A Common Core standard that can easily get overlooked is the one for compound sentences. But expanding simple sentences is truly one of those “useful in real life” skills that students really do need. Otherwise, you (and their subsequent teachers) will be seeing a lot of writing that resembles something like this:
It was cold. I wore a coat.
Many kids are prone to write very short, simple sentences that could easily be combined into compound ones with details, such as:
It was cold outside, so I wore a winter coat.
For the sake of improving your students’ writing, which will carry over into all subject areas, please don’t sweep this 1st, 2nd, and 3rd grade standard under the rug! Here they are, for your quick reference:
First Grade: CCSS.ELA-LITERACY.L.1.1.J
Produce and expand complete simple and compound declarative, interrogative, imperative, and exclamatory sentences in response to prompts.
Second Grade: CCSS.ELA-LITERACY.L.2.1.F
Produce, expand, and rearrange complete simple and compound sentences
Third Grade: CCSS.ELA-LITERACY.L.3.1.I
Produce simple, compound, and complex sentences.
I spent a good portion of the beginning of the school year focusing on teaching the kids how to write simple complete sentences that have a subject, predicate, capital, and period (if you’re in need of some ideas for engaging lessons and activities to teach this, check this out). After setting that foundation, it was time to move on to writing BETTER sentences.
I wanted my students to understand that a compound sentence is two short, simple sentences that are linked together by a comma and a conjunction (most commonly: and, but, or, so). I even went a little old school and showed them the “Conjunction Junction, What’s Your Function?” song from School House Rock. If watching that as a kid still helped me remember what a conjunction is over 25 years later, there’s definitely something to be said for those catchy songs!
Since this is a skill I was teaching during the winter, I also created an anchor chart themed for this time of year:
Full disclosure: I am NOT an artist or a hand lettering master. I created this visual on the computer with clipart and text, and then projected it onto my white board. I centered chart paper with the image, and traced it. One of those easy ways to cheat for those of us who are challenged in the drawing department! I have included the template I used with the rest of my compound sentences resource, in case you’re interested in doing the same.
If you are shorter on time, here are some easy alternatives for how you could use this template:
-Get it enlarged to poster size at a print shop
-Just display it during your compound sentences lessons on your projector and call it a day!
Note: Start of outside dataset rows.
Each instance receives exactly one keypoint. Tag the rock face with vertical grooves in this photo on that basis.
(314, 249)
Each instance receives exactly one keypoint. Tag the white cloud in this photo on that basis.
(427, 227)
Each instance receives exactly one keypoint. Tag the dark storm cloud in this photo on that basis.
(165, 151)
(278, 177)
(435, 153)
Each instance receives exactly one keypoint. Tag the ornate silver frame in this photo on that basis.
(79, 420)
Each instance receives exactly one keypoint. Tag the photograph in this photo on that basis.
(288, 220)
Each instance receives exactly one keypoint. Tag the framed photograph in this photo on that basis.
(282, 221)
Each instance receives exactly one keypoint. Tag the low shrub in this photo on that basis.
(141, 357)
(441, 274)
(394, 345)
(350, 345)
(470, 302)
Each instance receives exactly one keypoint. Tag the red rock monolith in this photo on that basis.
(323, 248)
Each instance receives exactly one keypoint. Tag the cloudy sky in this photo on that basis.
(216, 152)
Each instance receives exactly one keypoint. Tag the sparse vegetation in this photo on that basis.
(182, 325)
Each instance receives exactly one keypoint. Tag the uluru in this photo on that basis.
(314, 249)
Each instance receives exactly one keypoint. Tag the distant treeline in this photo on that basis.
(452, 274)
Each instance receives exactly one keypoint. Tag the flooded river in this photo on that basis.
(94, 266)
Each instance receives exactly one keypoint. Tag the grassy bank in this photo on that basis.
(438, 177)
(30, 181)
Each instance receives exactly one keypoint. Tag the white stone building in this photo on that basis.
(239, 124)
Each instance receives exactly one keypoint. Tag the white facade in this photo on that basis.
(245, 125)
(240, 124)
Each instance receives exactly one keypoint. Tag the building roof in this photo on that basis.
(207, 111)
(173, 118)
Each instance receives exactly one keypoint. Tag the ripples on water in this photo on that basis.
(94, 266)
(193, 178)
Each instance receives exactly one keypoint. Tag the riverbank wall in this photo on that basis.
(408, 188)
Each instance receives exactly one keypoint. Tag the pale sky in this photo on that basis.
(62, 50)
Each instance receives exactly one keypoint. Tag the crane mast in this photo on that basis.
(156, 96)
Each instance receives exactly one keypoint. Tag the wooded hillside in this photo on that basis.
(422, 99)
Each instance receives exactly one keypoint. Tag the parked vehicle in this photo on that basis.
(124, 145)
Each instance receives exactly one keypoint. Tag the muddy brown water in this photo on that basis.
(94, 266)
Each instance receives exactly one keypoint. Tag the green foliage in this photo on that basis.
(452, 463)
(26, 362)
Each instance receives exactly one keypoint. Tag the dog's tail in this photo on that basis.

-Print it on regular copy paper and display it under a document camera during your lessons
As I introduced this anchor chart to the kids, we practiced writing short, simple sentences underneath the stick arms of the snowman. We would read each sentence, and try “sticking them together” with each one of the different conjunctions in the middle. The kids would vote on which one sounded the best and made the most sense, and we’d circle that conjunction on the middle of the snowman. Then, they used their white boards to write down the new compound sentence we had created together.
After practicing, the kids were excited to get to make their own snowman craft that looked like the one on the poster. Here was my sample:
Each student was given two simple sentences on stick arms (I also have a template with blank stick arms if you would rather have your students come up with their own simple sentences to write). The kids then combined those to create their own compound sentence. They circled the conjunction that made the most sense to join the two sentences together, and wrote their new sentence on the bottom part of the snowman.
This same snowman template can also double as a literacy center. Simply print, cut, and laminate, and students can try putting different combinations of stick arms on the snowman to create new compound sentences. They can either write on/wipe off the sentences they create with white board marker on the bottom part of the snowman, or they can write them down on answer recording sheets (shown in the last picture of this post).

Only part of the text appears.